Sinlung /
25 April 2011

Searching For Lives Lost In The WWII Himalayan Airlift

Clayton Kuhles pictured with guides and porters on a search expedition in the Himalayas.

By GUY KOVNER

On a grassy slope more than 13,000 feet high in the Himalayas, Clayton Kuhles found the metal wreckage he was seeking in October, 2003.

Little did the mountaineer from Prescott, Ariz. know that he also had discovered his calling.

“It's my passion,” said Kuhles, 57, who has trekked to 19 crash sites on seven expeditions to the mountains of India, Bhutan and Burma, now known as Myanmar..

He mostly pays for the trips, which cost about $15,000 each, describing himself as a self-employed entrepreneur and adventurer.

Kuhles' first documented crash site in the northeast corner of India, complete with GPS coordinates, was the one in 2003. He found the wreck of a C-87 Liberator Express four-engine cargo plane that crashed on April 24, 1943 during a World War II airlift over the world's tallest mountains.

The aircraft's metal pieces lay in plain view on the mountainside, along with human bones and leather remnants of the aviators' uniforms.

Some of the bones subsequently were identified by the Army as the remains of Mervyn Earl Sims, a 23-year-old Army private from Petaluma who was buried with full military honors Friday in his hometown.

For Kuhles, it was the first funeral that has resulted from his recovery of remains from 182 missing Americans who perished in the airlift of wartime supplies between India and China.

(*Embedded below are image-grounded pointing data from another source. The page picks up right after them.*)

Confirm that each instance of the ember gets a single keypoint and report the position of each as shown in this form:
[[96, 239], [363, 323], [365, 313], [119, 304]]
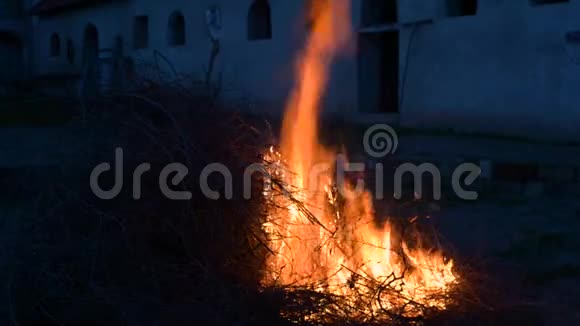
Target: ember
[[328, 240]]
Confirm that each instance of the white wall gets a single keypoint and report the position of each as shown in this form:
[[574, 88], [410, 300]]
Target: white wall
[[506, 70], [109, 19]]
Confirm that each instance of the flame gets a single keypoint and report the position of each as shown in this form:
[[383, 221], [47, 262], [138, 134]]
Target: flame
[[325, 238]]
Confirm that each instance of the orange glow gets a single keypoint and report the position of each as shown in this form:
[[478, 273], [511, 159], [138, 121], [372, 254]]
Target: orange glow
[[323, 241]]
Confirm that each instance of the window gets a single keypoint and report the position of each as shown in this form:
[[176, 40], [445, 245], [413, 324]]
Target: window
[[376, 12], [54, 45], [70, 51], [176, 29], [141, 32], [547, 2], [259, 21], [456, 8]]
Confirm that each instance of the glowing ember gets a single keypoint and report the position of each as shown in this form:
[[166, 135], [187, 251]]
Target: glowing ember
[[328, 240]]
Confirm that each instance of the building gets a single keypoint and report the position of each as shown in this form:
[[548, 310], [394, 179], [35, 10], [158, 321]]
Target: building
[[486, 66], [14, 32]]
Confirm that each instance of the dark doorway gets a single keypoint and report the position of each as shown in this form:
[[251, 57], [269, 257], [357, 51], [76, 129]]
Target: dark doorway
[[90, 61], [378, 77]]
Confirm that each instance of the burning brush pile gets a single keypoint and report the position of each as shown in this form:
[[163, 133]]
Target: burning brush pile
[[327, 248]]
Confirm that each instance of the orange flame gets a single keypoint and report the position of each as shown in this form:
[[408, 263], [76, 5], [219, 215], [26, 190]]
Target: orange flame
[[331, 249]]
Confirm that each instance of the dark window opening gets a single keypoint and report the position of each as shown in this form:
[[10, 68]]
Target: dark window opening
[[456, 8], [259, 21], [376, 12], [54, 45], [176, 29], [70, 51], [547, 2], [141, 32]]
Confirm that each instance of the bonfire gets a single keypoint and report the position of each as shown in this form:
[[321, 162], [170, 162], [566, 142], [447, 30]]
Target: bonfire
[[325, 238]]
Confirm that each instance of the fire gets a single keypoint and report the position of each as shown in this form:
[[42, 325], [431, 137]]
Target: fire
[[327, 239]]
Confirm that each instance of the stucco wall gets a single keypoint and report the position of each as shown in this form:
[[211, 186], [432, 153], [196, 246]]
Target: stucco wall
[[109, 19], [506, 70]]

“It's come full circle, that's how I would describe it,” Kuhles said at the funeral.

Nearly 600 aircraft and more than 1,600 people were lost on the 500-mile route nicknamed the “aluminum trail” for the prevalence of downed planes.

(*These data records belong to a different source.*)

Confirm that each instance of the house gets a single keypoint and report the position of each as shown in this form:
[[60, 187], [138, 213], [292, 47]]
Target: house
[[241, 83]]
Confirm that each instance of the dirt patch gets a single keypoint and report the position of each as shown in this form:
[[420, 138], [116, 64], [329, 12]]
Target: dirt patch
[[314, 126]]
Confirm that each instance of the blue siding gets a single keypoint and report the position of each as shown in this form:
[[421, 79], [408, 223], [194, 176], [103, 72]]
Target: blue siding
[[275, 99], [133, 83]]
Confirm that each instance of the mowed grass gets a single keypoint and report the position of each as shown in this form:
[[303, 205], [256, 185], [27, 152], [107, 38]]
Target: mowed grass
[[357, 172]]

Worldwide, there are more than 72,000 Americans unaccounted for out of the more than 400,000 casualties of World War II, the Defense Department said Friday.

Army Reserve Brig. Gen. Gary Medvigy, who attended Sims' funeral, thanked Kuhles for his efforts. “It's so important to all of us,” said Medvigy, who is also a Sonoma County judge. “We really do appreciate it.”

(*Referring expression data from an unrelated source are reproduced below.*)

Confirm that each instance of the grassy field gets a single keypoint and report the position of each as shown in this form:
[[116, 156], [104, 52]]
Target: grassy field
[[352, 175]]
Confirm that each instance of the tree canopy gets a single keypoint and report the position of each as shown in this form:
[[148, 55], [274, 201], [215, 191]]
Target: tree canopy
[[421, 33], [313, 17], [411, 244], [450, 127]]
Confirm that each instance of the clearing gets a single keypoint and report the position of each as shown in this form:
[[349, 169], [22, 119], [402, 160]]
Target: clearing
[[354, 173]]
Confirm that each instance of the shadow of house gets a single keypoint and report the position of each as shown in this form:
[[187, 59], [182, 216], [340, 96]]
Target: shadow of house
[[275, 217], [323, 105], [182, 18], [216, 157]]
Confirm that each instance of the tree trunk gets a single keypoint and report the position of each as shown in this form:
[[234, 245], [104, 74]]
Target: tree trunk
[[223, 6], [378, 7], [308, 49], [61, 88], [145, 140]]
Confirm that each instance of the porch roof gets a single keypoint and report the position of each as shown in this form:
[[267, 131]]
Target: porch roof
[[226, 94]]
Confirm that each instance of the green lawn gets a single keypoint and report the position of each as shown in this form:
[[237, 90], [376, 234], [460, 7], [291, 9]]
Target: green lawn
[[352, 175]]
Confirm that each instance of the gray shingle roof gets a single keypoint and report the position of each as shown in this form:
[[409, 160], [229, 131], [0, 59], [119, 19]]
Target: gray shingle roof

The Himalayan crash sites aren't hard to find, Kuhles said, because native guides and porters have known about them for decades.

Kuhles said he gets leads on the sites from his trekking contacts in Southeast Asia. The hikes are arduous, he said, but not hazardous and the landscape is stunning.

“It's kind of like stepping back into the stone age,” Kuhles said, describing tribal villages without electricity or running water and few, if any, metal objects.

It took two days of combing the C-87 crash site to find the critical piece, the aircraft's serial number on a crumpled metal plate. It was the only way to determine who was aboard, Kuhles said.

The mountaineer said he is planning two trips later this year, one to Yunnan Province in China in August and then back to northeast India to look for 10 crash sites in the fall.

The U.S. military organization that looks for missing troops is currently not allowed in parts of India because of objections raised by the Chinese, Kuhles said.

“I can go wherever I want,” he said. “I plan to do this until I die.”